LETRAS

Las amigas

Por María Fabiana Calderari

Hace tiempo que no veo bien a Marina. Ella insiste en que son cosas mías. Que siempre con mis inventos. Dice que la voy a enloquecer.

Ahora nos toca la clase de matemáticas. No nos gusta el profesor, y de alguna manera, ese desencanto salpica todas las fórmulas. Ni para adelante ni para atrás. En las cuentas soy peor que ella, así que cuando sentimos el “toc-shich, toc-shich, shich, shich” nos petrificamos. Ninguna de nosotras entra sola al aula. Preferimos sentarnos adelante para no descuidar la atención, y hacernos las entendidas.

No tardan en llegar las bromas del fondo. —Ahí viene “el rengo de los números” —dice José. Los demás, repiten el mote en voz baja, pero igual se los escucha. Un día de estos, el Sr. Cosento se va a enterar y preferimos estar lejos para cuando eso suceda.

Quedamos en ir juntas al cine. Marina tarda. Está rara, como perdida, casi ni me habla. Llega tarde, de la mano de Patricio. Me mira de reojo y sonríe. Él me ignora, intuye que no me gusta. Disimulo, para no hacerla sentir mal. Se puso las sandalias con tacos. Las altas, como las que solíamos probarnos juntas.

Siento que me esquivan. Cada vez pasan más horas juntos. Solo ellos. Cierran las puertas en mi cara. Me cuesta intervenir en sus conversaciones. Marina está distante. Ayer, mientras se pintaba frente al espejo me di cuenta de que su cara está diferente. Lloré, y entre sollozos, le reclamé que me contara qué le pasaba. Ella no quiere tocar el tema.

Han decidido vivir juntos. Y yo estoy decidida a terminar con tanta indiferencia. Marina nunca estuvo tan ausente. Parece que ya no necesita nada de mí. Se esconde. Me encuentra siempre detrás de ella y simula que no me conoce. Así no, duele, basta. No se puede sostener una comunicación muda.

Antes, era divertido. Juntas, agujereábamos los vasitos de plástico. Unos diminutos orificios en la base bastaban para hacer pasar la punta inicial del cordel. Lo enhebrábamos cuidadosamente, dando tironcitos y, al final, los nudos. Luego, estirábamos el piolín, distanciándonos -como ahora- y cada una, desde una habitación distinta de la casa, hablaba de las ocurrencias cotidianas.

—¿Hola, Marina? —comenzaba yo con una voz impostada. —¿Vamos a la pileta? Ya son las cinco. No olvides el bronceador y las mallas. Y nadábamos todas las tardes. Las brazadas largas, estrepitosas, para ver quién aventajaba y lograba llegar antes, con la punta de los dedos, a esa otra orilla del océano. Tan lejana y misteriosa como lo está Marina ahora. Ya no la hacen sonreír las mismas cosas.

Todos se van, y voy a aprovechar este silencioso espacio para confesarle mi angustia. Que ya no recuerdo la última vez que jugamos juntas.

Ella se está mirando al espejo. Se toca el pecho con la mano derecha abierta. Tictac, tictac, tictac. Intuyo que esa sinfonía interior ya no es esa corriente abrumadora que se fundía con mi risa. Con ambos índices se estira la piel debajo de los ojos. Parece que quiere comenzar a jugar. —¡Por fin! —le digo. Ella sigue callada. No quiero decir que está más lenta, que le gano para llegar a cualquier lado. Aún se niega a que hablemos, para ver qué pasa.
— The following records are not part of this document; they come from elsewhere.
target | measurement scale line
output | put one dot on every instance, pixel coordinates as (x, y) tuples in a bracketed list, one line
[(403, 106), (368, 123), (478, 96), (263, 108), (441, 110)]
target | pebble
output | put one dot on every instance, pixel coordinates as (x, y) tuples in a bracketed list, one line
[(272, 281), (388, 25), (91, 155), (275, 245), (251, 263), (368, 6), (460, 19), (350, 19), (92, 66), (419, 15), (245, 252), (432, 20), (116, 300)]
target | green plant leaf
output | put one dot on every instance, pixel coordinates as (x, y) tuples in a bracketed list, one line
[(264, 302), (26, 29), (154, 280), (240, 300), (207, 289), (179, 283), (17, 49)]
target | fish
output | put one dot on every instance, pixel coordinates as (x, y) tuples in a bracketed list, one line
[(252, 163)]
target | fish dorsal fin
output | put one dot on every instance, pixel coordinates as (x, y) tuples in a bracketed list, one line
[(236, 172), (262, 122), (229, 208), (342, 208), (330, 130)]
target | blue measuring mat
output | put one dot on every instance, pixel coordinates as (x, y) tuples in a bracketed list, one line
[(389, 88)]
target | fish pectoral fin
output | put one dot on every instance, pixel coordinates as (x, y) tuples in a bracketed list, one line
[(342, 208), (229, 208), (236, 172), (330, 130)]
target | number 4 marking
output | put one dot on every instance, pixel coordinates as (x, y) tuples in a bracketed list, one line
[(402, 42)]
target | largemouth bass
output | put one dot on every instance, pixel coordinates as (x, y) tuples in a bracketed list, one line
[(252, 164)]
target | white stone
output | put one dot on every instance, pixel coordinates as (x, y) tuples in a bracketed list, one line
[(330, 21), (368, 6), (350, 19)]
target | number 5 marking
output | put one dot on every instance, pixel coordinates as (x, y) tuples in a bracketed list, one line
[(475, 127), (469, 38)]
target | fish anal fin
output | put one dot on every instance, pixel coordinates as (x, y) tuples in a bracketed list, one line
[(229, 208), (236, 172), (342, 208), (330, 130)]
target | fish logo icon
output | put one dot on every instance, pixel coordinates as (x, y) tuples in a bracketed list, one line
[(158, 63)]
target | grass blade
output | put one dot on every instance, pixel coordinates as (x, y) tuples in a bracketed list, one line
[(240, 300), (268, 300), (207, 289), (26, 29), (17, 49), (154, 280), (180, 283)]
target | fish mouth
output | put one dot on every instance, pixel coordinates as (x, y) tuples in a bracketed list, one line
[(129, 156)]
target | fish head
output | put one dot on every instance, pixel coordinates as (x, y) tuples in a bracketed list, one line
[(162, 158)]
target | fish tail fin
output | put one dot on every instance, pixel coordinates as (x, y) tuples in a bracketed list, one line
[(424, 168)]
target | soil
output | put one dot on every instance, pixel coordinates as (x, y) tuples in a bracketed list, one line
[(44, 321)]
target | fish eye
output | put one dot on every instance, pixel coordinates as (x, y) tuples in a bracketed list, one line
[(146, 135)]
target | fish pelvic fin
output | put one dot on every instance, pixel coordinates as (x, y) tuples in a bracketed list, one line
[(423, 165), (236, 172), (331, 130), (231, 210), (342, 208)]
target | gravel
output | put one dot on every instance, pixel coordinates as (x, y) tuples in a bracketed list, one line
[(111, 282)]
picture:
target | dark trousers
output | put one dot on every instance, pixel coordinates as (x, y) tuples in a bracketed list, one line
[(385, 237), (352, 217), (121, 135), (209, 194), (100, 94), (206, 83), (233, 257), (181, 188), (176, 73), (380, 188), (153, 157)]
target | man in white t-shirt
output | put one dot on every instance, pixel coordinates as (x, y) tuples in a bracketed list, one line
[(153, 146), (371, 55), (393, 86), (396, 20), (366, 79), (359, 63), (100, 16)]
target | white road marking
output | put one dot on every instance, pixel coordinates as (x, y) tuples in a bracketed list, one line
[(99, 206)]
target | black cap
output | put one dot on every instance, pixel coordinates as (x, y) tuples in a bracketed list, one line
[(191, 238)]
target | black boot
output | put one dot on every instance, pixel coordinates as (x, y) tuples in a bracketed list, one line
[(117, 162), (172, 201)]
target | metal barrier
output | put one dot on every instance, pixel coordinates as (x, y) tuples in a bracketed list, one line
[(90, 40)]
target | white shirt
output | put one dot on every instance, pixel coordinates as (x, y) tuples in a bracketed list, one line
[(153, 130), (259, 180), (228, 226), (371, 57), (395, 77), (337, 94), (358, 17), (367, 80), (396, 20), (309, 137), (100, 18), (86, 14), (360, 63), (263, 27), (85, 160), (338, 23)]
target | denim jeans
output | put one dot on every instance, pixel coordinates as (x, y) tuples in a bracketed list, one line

Trazo, con la punta de los dedos, unas líneas invisibles sobre el espejo. Ella le pone a su imagen una sonrisa angosta. Pienso que ha olvidado el día en que nos conocimos.

Ella insiste. Ella no insiste, soy yo. Con los ojos entrecerrados, me espía desde el fondo del espejo. Luzco borrosa, lejana. Con la punta de nuestros dedos hemos tocado esa otra orilla del océano. Puedo ver como nuestras miradas se bifurcan en el reflejo de una lágrima que duele. Me resisto. Soy yo, que no quiero dejarla. Que quiero dejarla. Que ya basta, que estamos grandes para permitir que los juegos de la imaginación nos engañen.